By Brian Yogodzinski
The traffic pattern revisions implemented on February 1st for the Alafaya Trail widening project continue to concern people that use the road. Orange County continues to implement changes that do not help improve traffic flow and in this case have made the situation worse.
Drivers are most likely un-pleased to see an additional viable southbound lane that is being prevented from being utilized. If that lane was opened it would have a positive impact on the traffic situation. Opening up the second southbound lane would move the merge point of the two lanes approximately ½ of a mile further south, much further away from the traffic signal at Curry Ford Road.This would increase the number of cars that can pass through the intersection at Curry Ford more efficiently during each light cycle.
Drivers may have noticed that the change made the traffic situation worse. When approaching Curry Ford Road the southbound thru traffic previously used the left lane and the traffic turning right on to Curry Ford was able to maneuver in to the right hand turn lane as the right hand thru lane is generally free of southbound traffic.The traffic back-up is now longer as the southbound and eastbound traffic both struggle to occupy the same lane.This also impacts the ability of people wanting to get in and out of businesses near that intersection. How many of you have chosen to shop someplace else because you knew stopping would require a painfully elongated drive to let you back on to Alafaya Trail?

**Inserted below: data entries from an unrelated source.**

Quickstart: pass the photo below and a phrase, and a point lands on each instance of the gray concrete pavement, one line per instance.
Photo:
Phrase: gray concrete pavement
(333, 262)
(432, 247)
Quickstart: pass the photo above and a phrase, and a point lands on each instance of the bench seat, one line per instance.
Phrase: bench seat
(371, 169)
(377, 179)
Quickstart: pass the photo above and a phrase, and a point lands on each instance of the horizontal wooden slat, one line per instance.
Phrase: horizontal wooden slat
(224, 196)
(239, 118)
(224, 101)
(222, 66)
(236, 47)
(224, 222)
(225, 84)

The County would most likely respond that they did not open both lanes because the lanes still need to add the final layer of pavement. Drivers would welcome a small inconvenience of having to shut a lane down for a day in the near future if they could use both lanes now. The County might also respond that they have not finished all of the work in that area, for example on the median. Well, why didn’t they as there has been adequate time to make that happen? Orange County, open up the lanes and improve our lives!
Brian Yogodzinski is a Mechanical Engineer from North Carolina State University with 25 years of experience, primarily in the power generation business. During that time he became a specialist in the area of Transportation Engineering for the movement of over-dimensional and over-weight components such as power plant generators, combustion turbines, and steam turbines, with typical components ranging from 110,000 pounds to 1,000,000 pounds. He has extensive experience working with state and local authorities to ensure regulation compliances and safe transit of these commodities in the public domain. He currently works for a firm that builds equipment for and constructs power plants.